Tuesday, March 3, 2015

March 3, 1967: A Day that Changed My Life

Dear Grandparents,
Sometimes we are so wrapped up in our normal routines that we only identify through the haze of time those days that have enormous influence in our lives. Friday, March 3, 1967 was such a day for me.

"Resolved: That the foreign aid program of the United States should be limited to non-military assistance."  This was topic that my partner, Margie Sussman, and I were prepared to argue when we traveled the ten miles to Mount Holly and Rancocas Valley Regional High School that day as members of the John F. Kennedy High School (Willingboro, New Jersey) chapter of the National Forensic League. Traveling to different high schools and colleges was a typical activity for Fridays during debate season. Students from several schools would meet at one school each Friday for these competitive debates which were judged for content and effectiveness. One side, pro or con was determined to have bested the other.

National Forensic League Chapter 1967
John F. Kennedy High School, Willingboro, New Jersey
Photograph from 1967 Gryphon Yearbook in my possession.
I am center front with partner Margie Sussman second from my left.
Terry Galvin is the young man in the far right of the photo.

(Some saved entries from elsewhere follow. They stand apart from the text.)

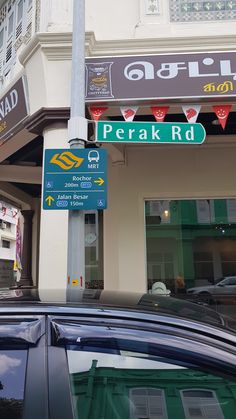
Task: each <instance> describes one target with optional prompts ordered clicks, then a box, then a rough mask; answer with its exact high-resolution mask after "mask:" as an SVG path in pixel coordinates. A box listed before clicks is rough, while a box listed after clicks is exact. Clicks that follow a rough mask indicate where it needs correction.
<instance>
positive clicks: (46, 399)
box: [0, 313, 49, 419]
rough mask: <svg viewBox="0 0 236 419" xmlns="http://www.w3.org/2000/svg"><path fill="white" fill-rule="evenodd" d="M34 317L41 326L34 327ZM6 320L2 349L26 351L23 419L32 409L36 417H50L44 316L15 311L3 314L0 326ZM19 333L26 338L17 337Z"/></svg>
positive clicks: (0, 320)
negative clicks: (21, 313) (47, 376)
mask: <svg viewBox="0 0 236 419" xmlns="http://www.w3.org/2000/svg"><path fill="white" fill-rule="evenodd" d="M31 320H33V321H34V320H35V323H36V324H37V323H38V325H37V326H36V327H37V329H38V330H35V328H34V326H33V328H32V321H31ZM37 321H38V322H37ZM27 322H28V323H27ZM4 324H5V325H9V328H8V329H7V331H6V335H5V336H4V333H2V334H1V338H2V339H1V350H2V351H6V352H7V351H8V350H14V351H16V352H17V351H20V350H22V349H23V350H26V351H27V359H26V371H25V377H24V378H25V379H24V398H23V414H22V419H32V412H33V417H34V419H42V418H44V419H49V412H48V401H47V399H48V380H47V349H46V335H45V332H46V328H45V316H43V315H40V316H37V315H36V316H34V315H22V314H20V315H18V314H16V313H14V315H4V316H1V318H0V328H1V325H4ZM27 325H28V330H29V333H27ZM17 334H18V335H19V336H20V335H22V336H23V339H20V338H19V339H15V335H17ZM39 394H40V397H39V396H38V395H39Z"/></svg>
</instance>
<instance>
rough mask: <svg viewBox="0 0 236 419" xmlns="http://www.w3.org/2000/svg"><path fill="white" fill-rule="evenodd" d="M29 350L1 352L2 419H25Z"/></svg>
mask: <svg viewBox="0 0 236 419" xmlns="http://www.w3.org/2000/svg"><path fill="white" fill-rule="evenodd" d="M26 362H27V350H0V418H5V419H6V418H7V419H21V418H22V417H23V404H24V386H25V374H26Z"/></svg>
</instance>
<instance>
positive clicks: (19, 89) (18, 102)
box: [0, 77, 28, 144]
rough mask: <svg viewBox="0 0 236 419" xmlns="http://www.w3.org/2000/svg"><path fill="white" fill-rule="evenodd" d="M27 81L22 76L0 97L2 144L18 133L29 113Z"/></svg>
mask: <svg viewBox="0 0 236 419" xmlns="http://www.w3.org/2000/svg"><path fill="white" fill-rule="evenodd" d="M25 83H26V80H25V78H24V77H21V78H20V79H19V80H17V82H16V83H15V84H14V85H13V86H12V87H11V88H10V89H9V90H8V91H7V92H6V93H5V95H4V96H2V98H0V144H1V143H3V142H4V141H6V140H7V139H8V138H10V137H11V136H12V135H13V134H16V132H17V131H18V130H19V129H20V126H21V124H22V122H23V120H24V119H25V118H26V117H27V115H28V106H27V100H26V90H25Z"/></svg>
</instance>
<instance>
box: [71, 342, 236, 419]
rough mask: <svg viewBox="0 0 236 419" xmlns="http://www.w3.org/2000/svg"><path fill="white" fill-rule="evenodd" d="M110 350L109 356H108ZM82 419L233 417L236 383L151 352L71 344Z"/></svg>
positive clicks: (75, 406) (234, 407) (76, 416)
mask: <svg viewBox="0 0 236 419" xmlns="http://www.w3.org/2000/svg"><path fill="white" fill-rule="evenodd" d="M105 352H106V353H105ZM67 357H68V366H69V372H70V379H71V388H72V395H73V401H74V407H75V414H76V418H77V419H101V418H103V419H111V418H117V419H233V418H234V417H235V416H234V415H235V411H236V398H235V397H234V392H235V385H236V382H235V381H233V380H232V381H231V380H230V379H228V378H225V377H222V375H217V372H215V374H212V373H208V372H206V371H201V370H200V369H199V368H197V367H195V366H194V365H193V364H191V365H187V364H186V365H184V366H183V364H181V365H180V363H179V362H178V361H175V363H173V362H174V361H173V360H171V361H170V360H168V359H163V358H158V357H151V358H150V357H149V355H148V354H142V353H132V352H130V351H129V352H127V351H124V352H122V351H121V352H120V354H118V353H117V354H114V353H108V352H107V351H104V353H103V352H102V351H101V350H100V352H95V351H94V352H92V351H91V350H88V352H85V351H80V350H79V349H78V350H76V347H75V346H67Z"/></svg>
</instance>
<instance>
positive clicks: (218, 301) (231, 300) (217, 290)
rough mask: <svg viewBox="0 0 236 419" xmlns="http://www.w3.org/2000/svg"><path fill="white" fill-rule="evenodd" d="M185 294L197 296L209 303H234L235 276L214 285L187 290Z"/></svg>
mask: <svg viewBox="0 0 236 419" xmlns="http://www.w3.org/2000/svg"><path fill="white" fill-rule="evenodd" d="M187 294H188V295H189V294H191V295H195V296H199V297H201V298H203V299H205V300H206V301H209V302H213V301H216V302H224V303H227V302H228V303H233V302H235V303H236V276H227V277H225V278H223V279H222V280H220V281H219V282H218V283H216V284H214V285H204V286H200V287H194V288H189V289H188V290H187Z"/></svg>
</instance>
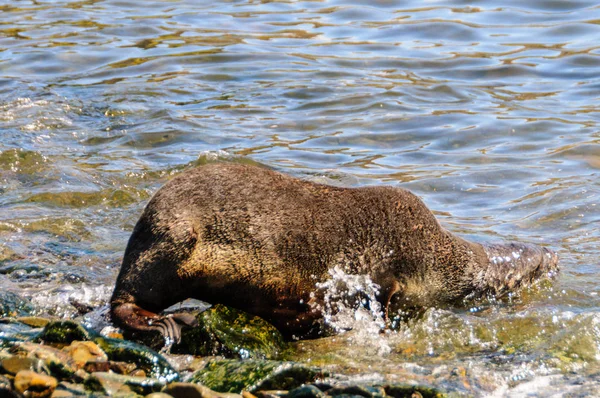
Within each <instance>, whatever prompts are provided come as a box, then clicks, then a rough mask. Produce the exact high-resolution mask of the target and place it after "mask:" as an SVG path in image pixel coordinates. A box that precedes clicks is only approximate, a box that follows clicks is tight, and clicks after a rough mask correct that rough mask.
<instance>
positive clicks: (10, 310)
mask: <svg viewBox="0 0 600 398" xmlns="http://www.w3.org/2000/svg"><path fill="white" fill-rule="evenodd" d="M0 273H2V272H0ZM32 312H33V306H32V305H31V303H30V302H29V301H28V300H26V299H24V298H22V297H21V296H19V295H18V294H16V293H12V292H0V318H4V317H9V316H13V317H14V316H25V315H29V314H31V313H32Z"/></svg>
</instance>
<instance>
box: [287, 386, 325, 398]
mask: <svg viewBox="0 0 600 398" xmlns="http://www.w3.org/2000/svg"><path fill="white" fill-rule="evenodd" d="M324 397H325V393H324V392H323V391H321V390H319V389H318V388H317V387H315V386H313V385H310V384H309V385H306V386H301V387H298V388H294V389H293V390H292V391H290V392H289V393H288V394H287V398H324Z"/></svg>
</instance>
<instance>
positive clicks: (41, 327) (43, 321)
mask: <svg viewBox="0 0 600 398" xmlns="http://www.w3.org/2000/svg"><path fill="white" fill-rule="evenodd" d="M17 321H19V322H21V323H23V324H25V325H27V326H31V327H32V328H43V327H45V326H46V325H47V324H49V323H50V320H49V319H46V318H41V317H38V316H22V317H19V318H17Z"/></svg>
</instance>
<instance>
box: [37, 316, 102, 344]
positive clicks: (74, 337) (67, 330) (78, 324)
mask: <svg viewBox="0 0 600 398" xmlns="http://www.w3.org/2000/svg"><path fill="white" fill-rule="evenodd" d="M91 337H92V333H90V332H89V331H88V330H87V329H85V328H84V327H83V326H81V325H80V324H78V323H76V322H73V321H55V322H50V323H48V324H47V325H46V326H45V327H44V330H43V331H42V332H41V333H40V334H39V335H38V336H37V339H36V340H38V341H44V342H46V343H55V344H70V343H71V342H73V341H87V340H90V339H91Z"/></svg>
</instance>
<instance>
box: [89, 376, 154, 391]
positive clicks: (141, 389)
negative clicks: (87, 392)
mask: <svg viewBox="0 0 600 398" xmlns="http://www.w3.org/2000/svg"><path fill="white" fill-rule="evenodd" d="M84 385H85V386H86V388H87V389H89V390H91V391H96V392H99V393H101V394H106V395H110V396H112V395H119V396H121V395H123V394H125V395H127V394H128V393H130V394H132V395H133V394H141V395H148V394H151V393H153V392H159V391H160V390H161V389H162V388H163V387H164V386H165V382H164V381H160V380H157V379H152V378H146V377H135V376H124V375H118V374H115V373H110V372H96V373H92V374H91V375H90V376H89V377H88V378H87V379H86V380H85V383H84Z"/></svg>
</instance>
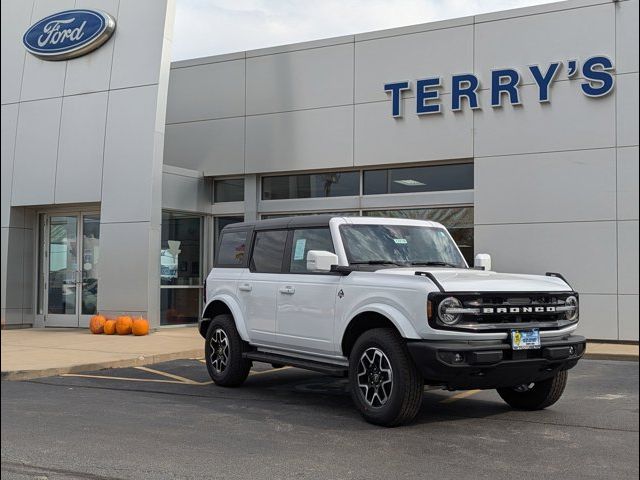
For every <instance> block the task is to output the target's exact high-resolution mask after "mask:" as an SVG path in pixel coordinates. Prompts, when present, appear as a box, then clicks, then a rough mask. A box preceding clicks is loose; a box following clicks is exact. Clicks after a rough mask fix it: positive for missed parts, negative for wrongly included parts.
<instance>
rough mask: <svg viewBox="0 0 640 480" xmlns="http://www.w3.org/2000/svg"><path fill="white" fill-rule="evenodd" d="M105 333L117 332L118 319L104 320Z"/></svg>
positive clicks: (107, 334) (111, 334) (112, 333)
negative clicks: (112, 319)
mask: <svg viewBox="0 0 640 480" xmlns="http://www.w3.org/2000/svg"><path fill="white" fill-rule="evenodd" d="M104 333H105V335H113V334H114V333H116V321H115V320H107V321H106V322H104Z"/></svg>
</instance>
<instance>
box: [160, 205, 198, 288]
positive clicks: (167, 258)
mask: <svg viewBox="0 0 640 480" xmlns="http://www.w3.org/2000/svg"><path fill="white" fill-rule="evenodd" d="M200 223H201V217H199V216H195V215H189V214H181V213H172V212H163V214H162V244H161V247H160V248H161V250H160V280H161V282H160V283H161V285H200V284H201V275H200V257H201V254H200V236H201V234H200Z"/></svg>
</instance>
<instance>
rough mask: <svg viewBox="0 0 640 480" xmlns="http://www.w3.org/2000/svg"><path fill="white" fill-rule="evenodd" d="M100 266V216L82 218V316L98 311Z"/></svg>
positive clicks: (92, 313)
mask: <svg viewBox="0 0 640 480" xmlns="http://www.w3.org/2000/svg"><path fill="white" fill-rule="evenodd" d="M99 265H100V215H84V216H83V217H82V292H81V294H82V297H81V298H82V314H83V315H95V313H96V312H97V311H98V272H99Z"/></svg>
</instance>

After arrival, we were herded into a room and introduced to the RVRHS students who would be our guides for the day. They would be responsible for leading us to the various rooms scheduled for our debates which were presented to English classes. Earlier Mr. Brokaw, the resident debate coach, had recruited students from his classes to act as guides. Innocently sitting in his senior honors English class was Edward Kelly, not shy about volunteering to get out of class for a day. He was introduced as our guide.

Edward "Ed" William Kelly
Senior photo from  1967 Red Oak Yearbook
Rancocas Regional High School
Mount Holly, New Jersey

We enjoyed talking to each other as we moved from class to class. One of the members of our debate team, Terry Galvin, had attended grade school in Mt. Holly with some of the members of their team. As it was often done during that time, Ed asked him to find out if I would be willing to "go out." When word was received back through channels that I would, he called and asked me out. Suave and sophisticated in his approach, he asked if I would like to go out Saturday night. Not willing to be a push over, I countered "What would we be doing?" Without  missing a beat, Ed replied, "Let's run away and get married." Very much caught off guard, I just said no. Then Ed suggested the much safer bowling.

It is hard to imagine that it has been 48 years since that date. After 4.5 years of dating, 43 years of marriage, two children, two grandchildren, 30 years with the U. S. Navy, and 22 moves, I am still in love with the twinkle in his eyes. Today I am celebrating how a chance encounter changed our lives.



  1. Cecily! I've not seen or heard from you or Ed in years! I sent you email with my contact!

    Congrats, of course! But call me!